The obvious references of First Aid and Red Cross signs on the ambulance were dutifully neglected.

Fox TV, the Washington Post, Berliner Morning post and other Western media were also singled-out in the collection.

After the images were released, netizens also started a signature collection campaign on www.china.com. So far, tens of thousands of signatures have been collected.

Most of the postings on the forum indicated the Western media had favored the rioters.

Rao Jin, a Tsinghua University graduate, publicized the websitewww.anti-cnn.com to display the picture and snapshots. "CNN is just one example of the Western media.

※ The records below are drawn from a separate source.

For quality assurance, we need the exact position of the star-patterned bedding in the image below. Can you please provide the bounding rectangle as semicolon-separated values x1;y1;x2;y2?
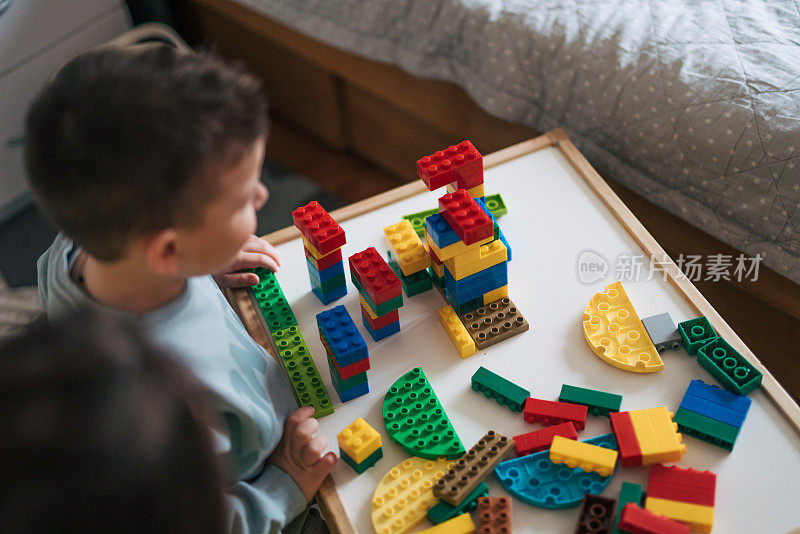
239;0;800;283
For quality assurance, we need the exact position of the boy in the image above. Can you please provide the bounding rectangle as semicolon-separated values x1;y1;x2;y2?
0;313;225;534
26;46;336;532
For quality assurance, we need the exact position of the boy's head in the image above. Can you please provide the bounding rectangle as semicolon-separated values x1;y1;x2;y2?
0;315;225;533
25;45;267;275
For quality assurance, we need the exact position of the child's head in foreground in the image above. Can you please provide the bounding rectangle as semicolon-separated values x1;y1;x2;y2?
0;314;225;533
26;45;267;277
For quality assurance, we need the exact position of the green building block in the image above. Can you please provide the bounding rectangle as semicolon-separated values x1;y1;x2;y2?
250;267;297;333
472;367;531;412
672;408;739;451
484;193;508;219
383;367;466;460
697;337;762;395
558;384;622;417
678;315;717;355
614;482;644;534
428;482;489;525
386;250;433;297
403;208;439;239
272;325;333;419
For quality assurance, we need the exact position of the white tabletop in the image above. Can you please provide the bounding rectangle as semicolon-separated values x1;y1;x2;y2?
267;148;800;533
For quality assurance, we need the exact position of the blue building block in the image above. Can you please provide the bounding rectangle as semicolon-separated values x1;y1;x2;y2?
425;213;461;248
444;261;508;303
317;305;369;367
361;317;400;341
494;434;617;508
679;380;752;428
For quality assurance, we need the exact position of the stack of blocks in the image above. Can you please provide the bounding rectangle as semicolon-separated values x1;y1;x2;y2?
349;247;403;341
292;201;347;304
317;306;369;402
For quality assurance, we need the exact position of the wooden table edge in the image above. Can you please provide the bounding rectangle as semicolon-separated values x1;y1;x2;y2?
226;128;800;534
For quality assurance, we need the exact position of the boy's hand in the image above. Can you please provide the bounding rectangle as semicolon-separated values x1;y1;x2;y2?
214;235;281;289
267;406;337;501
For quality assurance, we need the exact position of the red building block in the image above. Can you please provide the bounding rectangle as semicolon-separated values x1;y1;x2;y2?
292;200;347;254
522;397;589;430
617;504;689;534
647;464;717;506
349;247;403;304
417;141;483;191
439;189;494;245
512;422;578;456
609;412;642;467
303;247;342;271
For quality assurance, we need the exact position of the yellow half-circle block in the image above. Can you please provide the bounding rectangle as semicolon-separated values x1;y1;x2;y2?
372;456;455;534
583;282;664;373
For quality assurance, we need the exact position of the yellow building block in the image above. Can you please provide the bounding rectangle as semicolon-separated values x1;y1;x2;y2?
444;239;508;280
644;497;714;532
425;234;494;262
583;282;664;373
439;306;475;358
417;513;475;534
371;456;455;534
550;436;618;477
336;417;381;464
383;219;431;276
628;406;686;465
483;285;508;306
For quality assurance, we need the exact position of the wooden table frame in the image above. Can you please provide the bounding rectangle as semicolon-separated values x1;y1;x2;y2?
228;129;800;534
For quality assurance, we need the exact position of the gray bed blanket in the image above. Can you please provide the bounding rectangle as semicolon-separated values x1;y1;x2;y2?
239;0;800;283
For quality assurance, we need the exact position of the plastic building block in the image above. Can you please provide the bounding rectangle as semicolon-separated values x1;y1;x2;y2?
522;397;589;430
417;141;483;191
642;313;681;353
583;282;664;373
697;337;762;395
680;380;751;428
428;482;489;525
439;306;475;358
674;408;739;451
339;447;383;475
472;367;531;412
371;457;453;534
484;193;508;219
433;430;514;506
349;247;402;304
495;434;617;508
558;384;622;417
336;417;381;464
383;219;431;276
512;423;578;456
439;189;494;245
618;503;689;534
478;497;511;534
386;251;433;298
678;315;717;355
361;317;400;342
292;201;347;254
317;305;369;367
383;367;464;460
417;514;475;534
550;436;618;477
425;211;461;248
614;482;648;534
575;493;617;534
272;326;333;418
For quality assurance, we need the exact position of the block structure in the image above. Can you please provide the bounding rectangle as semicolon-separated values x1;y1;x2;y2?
292;201;347;304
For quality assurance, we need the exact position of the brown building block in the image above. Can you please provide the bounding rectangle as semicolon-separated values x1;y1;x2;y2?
478;497;511;534
433;430;514;506
461;297;528;350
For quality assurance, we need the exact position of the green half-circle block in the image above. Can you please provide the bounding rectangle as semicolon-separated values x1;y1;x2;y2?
383;367;466;460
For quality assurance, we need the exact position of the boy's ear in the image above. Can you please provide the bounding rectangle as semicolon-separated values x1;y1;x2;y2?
144;228;179;276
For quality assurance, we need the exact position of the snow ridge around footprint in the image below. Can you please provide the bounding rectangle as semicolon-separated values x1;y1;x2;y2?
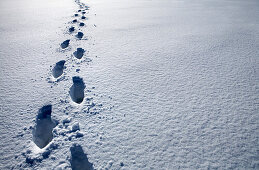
52;60;66;78
32;105;58;148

What stands behind the distortion is misunderstanding and bias toward China," he said.

One of the biggest Chinese websites www.sina.com opened a special link to talk about the Western media distortion of the Lhasa riot, a discussion that drew millions of participants.

To date, the German-based RTL TV and N-TV had made corrections on their website on March 23 and 24, respectively, and apologized to the public.

The Washington Post publicized an editor's note on March 24, saying the caption for an earlier version of a slideshow on the Tibet riot was incorrectly associated with a photo from Nepal where Nepalese uniformed police dispel Tibetans. The caption on the new version was corrected.

On the www.anti-cnn.com, netizens continued to pressure Western media, including CNN and BBC, to apologize to their Chinese audience.

A Chinese who immigrated to Canada posted a video clip on youtube.com entitled "Tibet was, is and will always be a part of China".

The producer, using the Internet name of Huang Jinshao, said he had received more than 500 e-mails of support within four hours of the posting. The clip had been viewed nearly 1.2 million times in three days.

"I want Chinese people's voice to be heard," the man said.